Subjects can only be treated in isolation. In the resulting ontology they are cut off from each other and from all context by the restrictions of the underlying logic.

Inexpressability of basic mathematical concepts

The fundamental concept of a function cannot be expressed in Aristotelian logic, because it requires at least two-place relations (“f at x has value f(x)”). So even eternal laws of Physics — like Newtons law of gravity — can (ironically) not be stated with the logic of the author of Φυσικὴ ἀκρόασις.

Equivalence Relations

Since the late 19th century, many mathematical structures are formally defined by equivalence relations on sets or classes see for example The Search for Mathematical Roots, 1870-1940 by Ivor Owen Grattan-Guinness, Princeton Univ.

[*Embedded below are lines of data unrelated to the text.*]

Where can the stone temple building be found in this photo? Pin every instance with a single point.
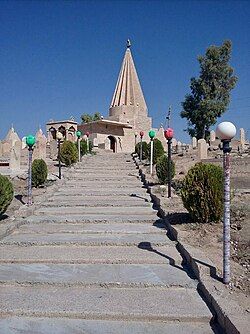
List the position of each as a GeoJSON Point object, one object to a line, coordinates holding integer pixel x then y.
{"type": "Point", "coordinates": [128, 114]}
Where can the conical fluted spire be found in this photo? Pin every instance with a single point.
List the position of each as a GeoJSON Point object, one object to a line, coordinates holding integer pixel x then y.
{"type": "Point", "coordinates": [128, 90]}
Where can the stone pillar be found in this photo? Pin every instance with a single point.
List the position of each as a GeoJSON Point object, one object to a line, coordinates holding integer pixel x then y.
{"type": "Point", "coordinates": [242, 138]}
{"type": "Point", "coordinates": [202, 149]}
{"type": "Point", "coordinates": [178, 147]}
{"type": "Point", "coordinates": [194, 142]}
{"type": "Point", "coordinates": [15, 155]}
{"type": "Point", "coordinates": [212, 136]}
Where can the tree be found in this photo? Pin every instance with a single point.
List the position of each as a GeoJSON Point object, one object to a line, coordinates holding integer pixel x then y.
{"type": "Point", "coordinates": [210, 92]}
{"type": "Point", "coordinates": [86, 118]}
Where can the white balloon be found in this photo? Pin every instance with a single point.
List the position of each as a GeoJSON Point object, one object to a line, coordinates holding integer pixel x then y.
{"type": "Point", "coordinates": [226, 131]}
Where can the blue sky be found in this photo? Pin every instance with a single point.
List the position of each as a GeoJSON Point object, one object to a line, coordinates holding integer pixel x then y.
{"type": "Point", "coordinates": [61, 58]}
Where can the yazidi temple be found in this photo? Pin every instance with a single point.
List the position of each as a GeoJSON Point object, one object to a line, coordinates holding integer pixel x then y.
{"type": "Point", "coordinates": [128, 115]}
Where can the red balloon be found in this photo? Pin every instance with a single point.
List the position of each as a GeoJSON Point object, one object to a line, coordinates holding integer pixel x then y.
{"type": "Point", "coordinates": [169, 133]}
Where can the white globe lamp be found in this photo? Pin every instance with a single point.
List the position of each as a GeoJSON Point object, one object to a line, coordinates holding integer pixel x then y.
{"type": "Point", "coordinates": [226, 131]}
{"type": "Point", "coordinates": [59, 135]}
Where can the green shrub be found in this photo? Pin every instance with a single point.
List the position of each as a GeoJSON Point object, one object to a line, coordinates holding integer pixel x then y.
{"type": "Point", "coordinates": [83, 146]}
{"type": "Point", "coordinates": [162, 169]}
{"type": "Point", "coordinates": [144, 149]}
{"type": "Point", "coordinates": [202, 193]}
{"type": "Point", "coordinates": [39, 172]}
{"type": "Point", "coordinates": [69, 153]}
{"type": "Point", "coordinates": [6, 193]}
{"type": "Point", "coordinates": [158, 150]}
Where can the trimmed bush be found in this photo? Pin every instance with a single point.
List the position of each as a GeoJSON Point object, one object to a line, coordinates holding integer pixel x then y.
{"type": "Point", "coordinates": [162, 169]}
{"type": "Point", "coordinates": [6, 193]}
{"type": "Point", "coordinates": [69, 153]}
{"type": "Point", "coordinates": [144, 149]}
{"type": "Point", "coordinates": [39, 172]}
{"type": "Point", "coordinates": [202, 193]}
{"type": "Point", "coordinates": [158, 150]}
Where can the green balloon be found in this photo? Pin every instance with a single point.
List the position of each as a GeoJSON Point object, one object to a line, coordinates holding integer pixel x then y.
{"type": "Point", "coordinates": [151, 134]}
{"type": "Point", "coordinates": [78, 134]}
{"type": "Point", "coordinates": [30, 140]}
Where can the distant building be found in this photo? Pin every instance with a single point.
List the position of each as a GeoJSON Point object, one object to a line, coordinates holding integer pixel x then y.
{"type": "Point", "coordinates": [128, 115]}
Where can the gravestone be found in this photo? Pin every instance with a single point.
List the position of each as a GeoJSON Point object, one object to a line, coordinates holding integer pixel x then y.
{"type": "Point", "coordinates": [40, 147]}
{"type": "Point", "coordinates": [194, 142]}
{"type": "Point", "coordinates": [212, 136]}
{"type": "Point", "coordinates": [179, 147]}
{"type": "Point", "coordinates": [242, 138]}
{"type": "Point", "coordinates": [202, 149]}
{"type": "Point", "coordinates": [6, 148]}
{"type": "Point", "coordinates": [53, 149]}
{"type": "Point", "coordinates": [15, 155]}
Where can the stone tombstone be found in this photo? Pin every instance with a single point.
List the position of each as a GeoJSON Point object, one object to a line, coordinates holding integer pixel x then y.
{"type": "Point", "coordinates": [24, 145]}
{"type": "Point", "coordinates": [212, 136]}
{"type": "Point", "coordinates": [194, 142]}
{"type": "Point", "coordinates": [6, 148]}
{"type": "Point", "coordinates": [15, 155]}
{"type": "Point", "coordinates": [40, 147]}
{"type": "Point", "coordinates": [242, 137]}
{"type": "Point", "coordinates": [174, 142]}
{"type": "Point", "coordinates": [202, 149]}
{"type": "Point", "coordinates": [179, 147]}
{"type": "Point", "coordinates": [53, 149]}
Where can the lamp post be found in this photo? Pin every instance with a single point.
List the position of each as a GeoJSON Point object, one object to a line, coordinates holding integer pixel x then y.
{"type": "Point", "coordinates": [78, 134]}
{"type": "Point", "coordinates": [87, 134]}
{"type": "Point", "coordinates": [141, 136]}
{"type": "Point", "coordinates": [151, 136]}
{"type": "Point", "coordinates": [59, 137]}
{"type": "Point", "coordinates": [136, 134]}
{"type": "Point", "coordinates": [169, 133]}
{"type": "Point", "coordinates": [30, 141]}
{"type": "Point", "coordinates": [226, 131]}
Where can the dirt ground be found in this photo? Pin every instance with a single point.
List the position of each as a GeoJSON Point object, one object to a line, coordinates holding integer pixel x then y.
{"type": "Point", "coordinates": [209, 237]}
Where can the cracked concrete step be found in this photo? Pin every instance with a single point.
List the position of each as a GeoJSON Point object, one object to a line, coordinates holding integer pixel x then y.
{"type": "Point", "coordinates": [133, 191]}
{"type": "Point", "coordinates": [97, 201]}
{"type": "Point", "coordinates": [93, 210]}
{"type": "Point", "coordinates": [93, 218]}
{"type": "Point", "coordinates": [86, 239]}
{"type": "Point", "coordinates": [102, 184]}
{"type": "Point", "coordinates": [89, 254]}
{"type": "Point", "coordinates": [120, 275]}
{"type": "Point", "coordinates": [28, 325]}
{"type": "Point", "coordinates": [124, 228]}
{"type": "Point", "coordinates": [178, 304]}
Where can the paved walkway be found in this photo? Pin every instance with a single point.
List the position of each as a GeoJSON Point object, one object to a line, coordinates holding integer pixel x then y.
{"type": "Point", "coordinates": [95, 258]}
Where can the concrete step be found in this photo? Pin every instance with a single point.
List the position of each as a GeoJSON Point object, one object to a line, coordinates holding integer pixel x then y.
{"type": "Point", "coordinates": [175, 304]}
{"type": "Point", "coordinates": [103, 184]}
{"type": "Point", "coordinates": [95, 239]}
{"type": "Point", "coordinates": [90, 254]}
{"type": "Point", "coordinates": [124, 228]}
{"type": "Point", "coordinates": [108, 191]}
{"type": "Point", "coordinates": [29, 325]}
{"type": "Point", "coordinates": [84, 177]}
{"type": "Point", "coordinates": [97, 201]}
{"type": "Point", "coordinates": [120, 275]}
{"type": "Point", "coordinates": [101, 210]}
{"type": "Point", "coordinates": [93, 218]}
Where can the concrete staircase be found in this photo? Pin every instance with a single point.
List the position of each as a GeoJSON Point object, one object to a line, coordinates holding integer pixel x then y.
{"type": "Point", "coordinates": [95, 258]}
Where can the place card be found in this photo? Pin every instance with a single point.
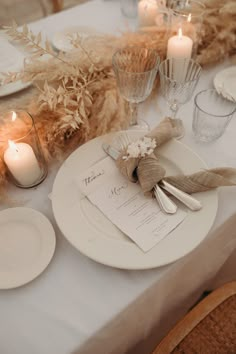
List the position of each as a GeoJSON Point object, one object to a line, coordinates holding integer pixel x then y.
{"type": "Point", "coordinates": [125, 205]}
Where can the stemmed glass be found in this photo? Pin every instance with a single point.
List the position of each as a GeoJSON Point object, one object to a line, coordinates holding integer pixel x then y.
{"type": "Point", "coordinates": [178, 80]}
{"type": "Point", "coordinates": [135, 69]}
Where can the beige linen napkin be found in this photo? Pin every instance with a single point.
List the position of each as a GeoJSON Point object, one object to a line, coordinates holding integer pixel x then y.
{"type": "Point", "coordinates": [148, 171]}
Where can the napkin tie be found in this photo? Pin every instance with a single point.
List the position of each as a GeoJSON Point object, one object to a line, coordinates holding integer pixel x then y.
{"type": "Point", "coordinates": [148, 170]}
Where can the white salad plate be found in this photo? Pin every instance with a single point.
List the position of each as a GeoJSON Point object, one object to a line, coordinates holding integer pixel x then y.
{"type": "Point", "coordinates": [27, 244]}
{"type": "Point", "coordinates": [225, 83]}
{"type": "Point", "coordinates": [61, 40]}
{"type": "Point", "coordinates": [89, 231]}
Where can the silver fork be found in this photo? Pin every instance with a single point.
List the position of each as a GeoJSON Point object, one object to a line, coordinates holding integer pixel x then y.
{"type": "Point", "coordinates": [165, 203]}
{"type": "Point", "coordinates": [188, 200]}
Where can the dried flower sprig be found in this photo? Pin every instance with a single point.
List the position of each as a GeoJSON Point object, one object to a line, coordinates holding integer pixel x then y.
{"type": "Point", "coordinates": [140, 148]}
{"type": "Point", "coordinates": [63, 88]}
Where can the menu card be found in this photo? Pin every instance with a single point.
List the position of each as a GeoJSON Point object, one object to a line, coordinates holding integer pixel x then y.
{"type": "Point", "coordinates": [125, 205]}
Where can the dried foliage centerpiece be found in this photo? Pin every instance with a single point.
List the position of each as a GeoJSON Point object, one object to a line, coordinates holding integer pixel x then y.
{"type": "Point", "coordinates": [77, 97]}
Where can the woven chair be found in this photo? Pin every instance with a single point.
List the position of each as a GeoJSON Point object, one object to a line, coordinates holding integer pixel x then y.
{"type": "Point", "coordinates": [209, 328]}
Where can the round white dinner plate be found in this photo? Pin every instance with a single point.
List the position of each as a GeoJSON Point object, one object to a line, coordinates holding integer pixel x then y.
{"type": "Point", "coordinates": [61, 40]}
{"type": "Point", "coordinates": [88, 230]}
{"type": "Point", "coordinates": [225, 83]}
{"type": "Point", "coordinates": [27, 244]}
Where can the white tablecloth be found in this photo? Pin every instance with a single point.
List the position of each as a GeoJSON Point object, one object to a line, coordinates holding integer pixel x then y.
{"type": "Point", "coordinates": [79, 306]}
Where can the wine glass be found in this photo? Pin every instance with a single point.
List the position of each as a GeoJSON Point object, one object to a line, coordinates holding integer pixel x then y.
{"type": "Point", "coordinates": [135, 69]}
{"type": "Point", "coordinates": [178, 80]}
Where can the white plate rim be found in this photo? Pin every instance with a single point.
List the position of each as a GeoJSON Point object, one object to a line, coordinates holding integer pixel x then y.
{"type": "Point", "coordinates": [60, 36]}
{"type": "Point", "coordinates": [118, 255]}
{"type": "Point", "coordinates": [219, 80]}
{"type": "Point", "coordinates": [47, 246]}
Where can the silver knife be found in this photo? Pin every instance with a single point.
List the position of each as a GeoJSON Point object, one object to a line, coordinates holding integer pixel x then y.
{"type": "Point", "coordinates": [164, 201]}
{"type": "Point", "coordinates": [188, 200]}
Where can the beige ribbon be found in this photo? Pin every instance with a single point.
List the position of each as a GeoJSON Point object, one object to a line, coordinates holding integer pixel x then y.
{"type": "Point", "coordinates": [148, 171]}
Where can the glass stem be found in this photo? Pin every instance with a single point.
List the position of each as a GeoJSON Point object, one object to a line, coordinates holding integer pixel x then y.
{"type": "Point", "coordinates": [133, 113]}
{"type": "Point", "coordinates": [174, 109]}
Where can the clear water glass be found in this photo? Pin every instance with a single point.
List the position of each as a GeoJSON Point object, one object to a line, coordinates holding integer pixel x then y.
{"type": "Point", "coordinates": [212, 114]}
{"type": "Point", "coordinates": [135, 69]}
{"type": "Point", "coordinates": [178, 79]}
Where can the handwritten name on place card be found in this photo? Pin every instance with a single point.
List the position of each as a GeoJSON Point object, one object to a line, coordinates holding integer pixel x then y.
{"type": "Point", "coordinates": [124, 204]}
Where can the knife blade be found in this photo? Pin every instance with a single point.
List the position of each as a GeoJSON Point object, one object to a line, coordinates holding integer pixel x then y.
{"type": "Point", "coordinates": [187, 199]}
{"type": "Point", "coordinates": [165, 203]}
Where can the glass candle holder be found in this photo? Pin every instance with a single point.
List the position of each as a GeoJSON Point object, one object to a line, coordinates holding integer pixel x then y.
{"type": "Point", "coordinates": [21, 150]}
{"type": "Point", "coordinates": [185, 28]}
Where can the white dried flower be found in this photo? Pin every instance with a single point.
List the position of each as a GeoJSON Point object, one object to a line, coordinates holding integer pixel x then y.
{"type": "Point", "coordinates": [140, 148]}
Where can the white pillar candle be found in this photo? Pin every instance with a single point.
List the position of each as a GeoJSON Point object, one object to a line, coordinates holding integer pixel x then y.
{"type": "Point", "coordinates": [147, 12]}
{"type": "Point", "coordinates": [179, 46]}
{"type": "Point", "coordinates": [22, 163]}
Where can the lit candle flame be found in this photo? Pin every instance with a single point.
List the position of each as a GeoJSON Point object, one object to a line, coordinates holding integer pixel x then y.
{"type": "Point", "coordinates": [180, 34]}
{"type": "Point", "coordinates": [13, 118]}
{"type": "Point", "coordinates": [12, 145]}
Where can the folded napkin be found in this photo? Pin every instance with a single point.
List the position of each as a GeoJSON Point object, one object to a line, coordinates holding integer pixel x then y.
{"type": "Point", "coordinates": [147, 169]}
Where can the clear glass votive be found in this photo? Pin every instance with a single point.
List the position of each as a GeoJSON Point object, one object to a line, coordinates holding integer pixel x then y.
{"type": "Point", "coordinates": [20, 149]}
{"type": "Point", "coordinates": [212, 114]}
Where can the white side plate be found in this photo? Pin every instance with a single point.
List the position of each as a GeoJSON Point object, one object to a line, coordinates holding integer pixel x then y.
{"type": "Point", "coordinates": [88, 230]}
{"type": "Point", "coordinates": [225, 83]}
{"type": "Point", "coordinates": [61, 40]}
{"type": "Point", "coordinates": [27, 244]}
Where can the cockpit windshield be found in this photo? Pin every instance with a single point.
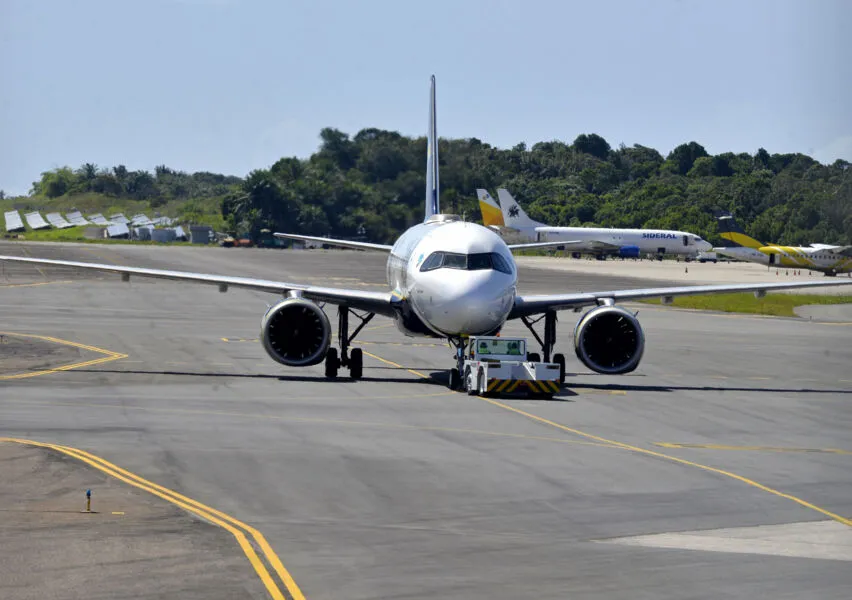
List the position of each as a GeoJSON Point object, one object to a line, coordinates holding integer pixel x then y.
{"type": "Point", "coordinates": [466, 262]}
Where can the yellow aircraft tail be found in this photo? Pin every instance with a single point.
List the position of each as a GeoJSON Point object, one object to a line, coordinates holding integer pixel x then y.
{"type": "Point", "coordinates": [731, 231]}
{"type": "Point", "coordinates": [492, 216]}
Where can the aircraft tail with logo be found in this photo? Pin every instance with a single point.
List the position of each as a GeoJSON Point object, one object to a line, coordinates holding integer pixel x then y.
{"type": "Point", "coordinates": [432, 182]}
{"type": "Point", "coordinates": [513, 214]}
{"type": "Point", "coordinates": [491, 214]}
{"type": "Point", "coordinates": [730, 230]}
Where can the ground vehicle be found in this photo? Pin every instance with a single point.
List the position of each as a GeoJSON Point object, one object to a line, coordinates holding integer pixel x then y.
{"type": "Point", "coordinates": [501, 365]}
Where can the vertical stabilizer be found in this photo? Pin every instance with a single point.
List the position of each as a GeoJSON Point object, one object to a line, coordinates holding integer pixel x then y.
{"type": "Point", "coordinates": [491, 214]}
{"type": "Point", "coordinates": [513, 214]}
{"type": "Point", "coordinates": [432, 184]}
{"type": "Point", "coordinates": [730, 230]}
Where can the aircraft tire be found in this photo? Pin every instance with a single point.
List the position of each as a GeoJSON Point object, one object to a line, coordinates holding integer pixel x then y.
{"type": "Point", "coordinates": [455, 379]}
{"type": "Point", "coordinates": [356, 363]}
{"type": "Point", "coordinates": [331, 363]}
{"type": "Point", "coordinates": [469, 385]}
{"type": "Point", "coordinates": [559, 359]}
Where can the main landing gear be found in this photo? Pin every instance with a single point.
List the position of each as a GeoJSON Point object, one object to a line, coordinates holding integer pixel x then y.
{"type": "Point", "coordinates": [352, 359]}
{"type": "Point", "coordinates": [548, 343]}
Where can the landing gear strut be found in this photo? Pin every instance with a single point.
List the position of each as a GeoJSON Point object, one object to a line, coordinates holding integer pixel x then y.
{"type": "Point", "coordinates": [354, 359]}
{"type": "Point", "coordinates": [455, 373]}
{"type": "Point", "coordinates": [549, 341]}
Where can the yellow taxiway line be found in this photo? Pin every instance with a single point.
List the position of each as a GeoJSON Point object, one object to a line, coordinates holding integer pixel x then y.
{"type": "Point", "coordinates": [235, 527]}
{"type": "Point", "coordinates": [109, 356]}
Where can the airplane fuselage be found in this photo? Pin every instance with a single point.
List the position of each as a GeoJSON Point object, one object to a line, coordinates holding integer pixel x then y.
{"type": "Point", "coordinates": [447, 280]}
{"type": "Point", "coordinates": [648, 241]}
{"type": "Point", "coordinates": [794, 257]}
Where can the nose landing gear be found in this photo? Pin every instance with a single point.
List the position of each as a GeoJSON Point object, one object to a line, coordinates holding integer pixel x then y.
{"type": "Point", "coordinates": [549, 341]}
{"type": "Point", "coordinates": [354, 359]}
{"type": "Point", "coordinates": [455, 381]}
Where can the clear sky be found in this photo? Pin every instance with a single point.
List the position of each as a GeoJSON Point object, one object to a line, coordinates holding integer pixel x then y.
{"type": "Point", "coordinates": [232, 85]}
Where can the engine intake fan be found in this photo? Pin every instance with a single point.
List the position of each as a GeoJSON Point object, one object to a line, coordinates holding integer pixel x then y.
{"type": "Point", "coordinates": [609, 339]}
{"type": "Point", "coordinates": [296, 332]}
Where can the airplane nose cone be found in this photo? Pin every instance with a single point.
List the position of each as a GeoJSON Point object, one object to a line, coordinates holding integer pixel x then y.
{"type": "Point", "coordinates": [467, 302]}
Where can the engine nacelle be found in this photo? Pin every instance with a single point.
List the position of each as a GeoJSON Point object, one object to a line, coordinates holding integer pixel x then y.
{"type": "Point", "coordinates": [295, 332]}
{"type": "Point", "coordinates": [628, 252]}
{"type": "Point", "coordinates": [609, 339]}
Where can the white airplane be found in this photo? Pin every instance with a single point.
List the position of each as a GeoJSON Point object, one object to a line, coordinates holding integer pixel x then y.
{"type": "Point", "coordinates": [448, 279]}
{"type": "Point", "coordinates": [512, 222]}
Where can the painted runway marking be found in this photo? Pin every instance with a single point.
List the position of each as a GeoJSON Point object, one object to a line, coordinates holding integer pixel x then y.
{"type": "Point", "coordinates": [16, 285]}
{"type": "Point", "coordinates": [647, 452]}
{"type": "Point", "coordinates": [753, 448]}
{"type": "Point", "coordinates": [397, 365]}
{"type": "Point", "coordinates": [109, 356]}
{"type": "Point", "coordinates": [235, 527]}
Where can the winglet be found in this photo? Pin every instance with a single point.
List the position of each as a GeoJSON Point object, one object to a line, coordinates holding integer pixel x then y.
{"type": "Point", "coordinates": [432, 182]}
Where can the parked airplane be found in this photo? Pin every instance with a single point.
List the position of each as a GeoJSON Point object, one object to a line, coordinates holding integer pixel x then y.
{"type": "Point", "coordinates": [830, 260]}
{"type": "Point", "coordinates": [513, 223]}
{"type": "Point", "coordinates": [448, 279]}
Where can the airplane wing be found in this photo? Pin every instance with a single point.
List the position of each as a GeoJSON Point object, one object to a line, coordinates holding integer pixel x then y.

Press ,chapter 5, Paragraph 5.3.6.

These are two-place relations which are

  1. reflexive : for every a: R(a,a)
  2. symmetric : R(a,b) ⇒ R(b,a)
  3. transitive : R(a,b) and R(b,c) ⇒ R(a,c)

For example the elements of the cyclic group of numbers modulo thirteen are defined as the sets of all numbers having the same residue after division by 13. So the thirteen elements are the quotient sets Z/R

  • n : R(n,0) : (..., -13, 0, 13, 26, 39, ...)
  • n : R(n,1) : (..., -12, 1, 14, 27, 40, ...)
  • n : R(n,2) : (..., -11, 2, 15, 28, 41, ...)
  • ..
  • n : R(n,11) : (..., -2, 11, 24, 37, 50, ...)
  • n : R(n,12) : (..., -1, 12, 25, 38, 51, ...)

as defined by this relation.

Since two-place relations cannot be used, most of modern mathematics is outside the possible subjects of Aristotelian logic, although practically all mathematical statements are timeless.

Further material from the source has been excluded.